While the figures, notoriously volatile and lumpy, were inflated by a favourable statistical base, the annual pace of expansion in the sector, measured on a three-month moving average, was 10.1 percent in August versus 3.8 percent a month ago.
Encouragingly, the recovery also appears to be becoming broad-based. “It's a very positive sign," said a senior official at the Finance Ministry, who asked not to be identified because he was not authorised to speak to the media. "It shows the strategy is showing results."
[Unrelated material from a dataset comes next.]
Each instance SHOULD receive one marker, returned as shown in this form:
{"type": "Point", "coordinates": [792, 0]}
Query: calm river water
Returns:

Weak capital investment has been a key factor behind India's struggle to realise its growth potential. Statistically, the economy matched China's growth in the June quarter, but very few analysts think it is growing full steam. With factories running nearly 30 percent below capacity, private companies are in little rush to make fresh investments.

At the risk of inviting the wrath of investors and ratings agencies, PM Modi's administration loosened fiscal deficit targets in this year's budget to double spending on roads and bridges.

Since April, public capital spending has clocked healthy growth of nearly 19 percent on the year, compared with a fall of 1.4 percent in the corresponding period last year.